Neuronal apoptosis, inflammatory response and oxidative stress are 3 vital elements of brain damage [41]. The present study shows that neuronal apoptosis and oxidative stress were remarkably alleviated following lncRNA MEG3-shRNA treatment, and we observed the opposite effects in the lncRNA MEG3-shRNA+miR-181b inhibitor group. The results of the caspase3 activity assay suggested that the activity of caspase3 was conspicuously inhibited, and this inhibition was reversed by miR-181b inhibitor. To further illustrate the mechanism of lncRNA MEG3 in ICH, we assessed the roles of lncRNA MEG3 in pro-inflammatory cytokine secretion and oxidative stress. Our results show that lncRNA MEG3-shRNA decreased the levels of TNF-α and IL-1β in ICH rat serum and CSF. Previous reports found that oxidative stress is highly related to ICH-induced brain damage [42,43]. In accordance with previous reports, we found that lncRNA MEG3-shRNA injection alleviated oxidative damage in the brain, as evidenced by decreased MDA level, and promoted SOD activity. However, these effects were reversed by miR-181b inhibitor, suggesting that the protective effects of lncRNA MEG3-shRNA in ICH rats occur by targeting miR-181b.

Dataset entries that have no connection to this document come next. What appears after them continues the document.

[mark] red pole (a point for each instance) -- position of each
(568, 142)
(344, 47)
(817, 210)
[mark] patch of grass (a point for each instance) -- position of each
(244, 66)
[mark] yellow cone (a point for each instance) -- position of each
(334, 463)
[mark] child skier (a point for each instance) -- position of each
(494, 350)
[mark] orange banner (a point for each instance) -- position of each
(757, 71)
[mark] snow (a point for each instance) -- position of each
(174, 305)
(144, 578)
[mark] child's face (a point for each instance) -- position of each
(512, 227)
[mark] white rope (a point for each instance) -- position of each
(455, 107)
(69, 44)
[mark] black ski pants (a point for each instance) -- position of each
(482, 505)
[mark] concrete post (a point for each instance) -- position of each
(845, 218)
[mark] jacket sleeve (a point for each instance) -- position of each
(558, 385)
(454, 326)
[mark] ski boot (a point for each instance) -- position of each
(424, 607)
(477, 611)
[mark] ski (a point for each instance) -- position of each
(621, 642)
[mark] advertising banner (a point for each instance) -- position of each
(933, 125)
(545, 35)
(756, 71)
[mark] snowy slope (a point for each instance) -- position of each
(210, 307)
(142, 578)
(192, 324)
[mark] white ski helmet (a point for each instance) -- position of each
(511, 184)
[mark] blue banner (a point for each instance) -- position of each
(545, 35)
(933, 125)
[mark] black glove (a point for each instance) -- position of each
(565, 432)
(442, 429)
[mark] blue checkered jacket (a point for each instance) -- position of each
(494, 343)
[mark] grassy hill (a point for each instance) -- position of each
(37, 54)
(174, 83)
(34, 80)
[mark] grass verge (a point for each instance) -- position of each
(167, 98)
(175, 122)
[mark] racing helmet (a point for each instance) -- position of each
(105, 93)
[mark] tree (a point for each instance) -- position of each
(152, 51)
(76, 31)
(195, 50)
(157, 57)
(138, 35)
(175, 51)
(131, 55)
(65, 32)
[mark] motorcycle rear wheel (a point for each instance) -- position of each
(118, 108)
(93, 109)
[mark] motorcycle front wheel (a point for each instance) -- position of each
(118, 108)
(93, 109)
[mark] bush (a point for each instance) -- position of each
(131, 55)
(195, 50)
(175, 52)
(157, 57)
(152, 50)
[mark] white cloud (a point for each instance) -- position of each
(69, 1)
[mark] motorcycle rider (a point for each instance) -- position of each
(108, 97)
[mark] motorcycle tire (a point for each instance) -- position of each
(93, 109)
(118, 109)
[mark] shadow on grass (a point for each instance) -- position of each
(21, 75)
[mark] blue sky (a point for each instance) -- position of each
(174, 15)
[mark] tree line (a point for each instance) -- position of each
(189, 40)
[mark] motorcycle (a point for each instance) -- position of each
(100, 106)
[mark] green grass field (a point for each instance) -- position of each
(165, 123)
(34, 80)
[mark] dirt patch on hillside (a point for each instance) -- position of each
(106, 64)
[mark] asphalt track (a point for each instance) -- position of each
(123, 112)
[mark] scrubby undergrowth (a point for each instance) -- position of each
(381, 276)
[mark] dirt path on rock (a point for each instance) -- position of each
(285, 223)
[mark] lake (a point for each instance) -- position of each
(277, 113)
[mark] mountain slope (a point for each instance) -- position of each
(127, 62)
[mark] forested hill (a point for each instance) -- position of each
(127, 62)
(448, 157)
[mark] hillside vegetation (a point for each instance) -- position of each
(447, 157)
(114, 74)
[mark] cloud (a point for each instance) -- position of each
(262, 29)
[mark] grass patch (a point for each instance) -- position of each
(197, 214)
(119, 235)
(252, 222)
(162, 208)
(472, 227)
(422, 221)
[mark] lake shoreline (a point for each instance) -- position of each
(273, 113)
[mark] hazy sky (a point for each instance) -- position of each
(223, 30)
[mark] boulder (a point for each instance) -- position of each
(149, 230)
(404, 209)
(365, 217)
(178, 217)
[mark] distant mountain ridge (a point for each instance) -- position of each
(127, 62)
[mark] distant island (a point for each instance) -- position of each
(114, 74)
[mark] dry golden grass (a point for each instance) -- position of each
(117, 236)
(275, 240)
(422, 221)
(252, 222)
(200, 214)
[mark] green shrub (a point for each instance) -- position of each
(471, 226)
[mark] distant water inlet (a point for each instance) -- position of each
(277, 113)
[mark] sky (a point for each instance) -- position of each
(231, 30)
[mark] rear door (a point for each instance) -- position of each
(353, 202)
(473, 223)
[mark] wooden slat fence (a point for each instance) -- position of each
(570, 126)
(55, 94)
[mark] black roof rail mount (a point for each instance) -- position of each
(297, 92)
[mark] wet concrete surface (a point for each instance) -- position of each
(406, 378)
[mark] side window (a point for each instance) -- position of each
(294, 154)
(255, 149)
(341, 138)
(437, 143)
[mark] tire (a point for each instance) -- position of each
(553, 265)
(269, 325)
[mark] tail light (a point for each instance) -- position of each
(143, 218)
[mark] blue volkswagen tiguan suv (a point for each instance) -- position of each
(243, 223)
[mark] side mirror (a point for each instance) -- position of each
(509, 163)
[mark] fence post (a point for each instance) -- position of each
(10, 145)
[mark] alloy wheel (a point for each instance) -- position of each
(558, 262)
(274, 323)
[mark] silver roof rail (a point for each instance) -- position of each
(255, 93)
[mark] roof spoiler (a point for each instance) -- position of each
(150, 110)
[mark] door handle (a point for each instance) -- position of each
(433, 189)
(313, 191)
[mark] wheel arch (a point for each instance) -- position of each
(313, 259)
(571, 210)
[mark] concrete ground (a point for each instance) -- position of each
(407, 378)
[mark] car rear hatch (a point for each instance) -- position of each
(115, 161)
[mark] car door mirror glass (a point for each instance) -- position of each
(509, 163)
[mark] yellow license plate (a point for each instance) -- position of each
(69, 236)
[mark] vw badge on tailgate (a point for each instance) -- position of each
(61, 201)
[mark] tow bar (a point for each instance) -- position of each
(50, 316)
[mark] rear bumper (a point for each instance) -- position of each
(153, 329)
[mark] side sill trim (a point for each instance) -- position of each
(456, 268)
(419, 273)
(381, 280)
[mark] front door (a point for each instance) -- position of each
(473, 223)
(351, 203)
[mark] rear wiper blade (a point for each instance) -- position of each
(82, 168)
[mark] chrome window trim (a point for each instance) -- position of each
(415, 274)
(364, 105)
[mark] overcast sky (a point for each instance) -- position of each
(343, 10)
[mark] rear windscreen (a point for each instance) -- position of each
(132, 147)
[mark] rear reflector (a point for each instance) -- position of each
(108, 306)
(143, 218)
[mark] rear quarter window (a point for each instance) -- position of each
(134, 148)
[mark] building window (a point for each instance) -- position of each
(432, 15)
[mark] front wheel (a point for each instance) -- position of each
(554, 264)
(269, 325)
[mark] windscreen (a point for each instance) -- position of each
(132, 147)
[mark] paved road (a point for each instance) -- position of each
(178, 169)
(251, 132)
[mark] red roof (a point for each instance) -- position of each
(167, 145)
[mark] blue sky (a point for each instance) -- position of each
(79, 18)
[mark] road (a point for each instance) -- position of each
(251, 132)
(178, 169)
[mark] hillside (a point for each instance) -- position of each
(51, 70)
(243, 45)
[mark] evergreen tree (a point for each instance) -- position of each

Chen et al found that the PI3K/AKT pathway participates in the progression of ICH [44]. Thus, we further assessed whether the PI3K/AKT pathway is involved in the action of miR-181b in ICH rats. Results from western blotting suggested that lncRNA MEG3-shRNA remarkably increased the p-AKT expression and increased p-AKT/AKT ratio in the ICH rats brain tissues, while inhibition of miR-181b obviously reduced the protein expression of p-AKT and decreased the ratio of p-AKT/AKT.

Conclusions

Our observations show that lncRNA MEG3-shRNA exerts neuroprotective effects during ICH-induced brain injury via suppressing oxidative stress and inflammation in an miR-181b-dependent manner, indicating that lncRNA MEG3 may be a novel agent for clinical treatment of ICH.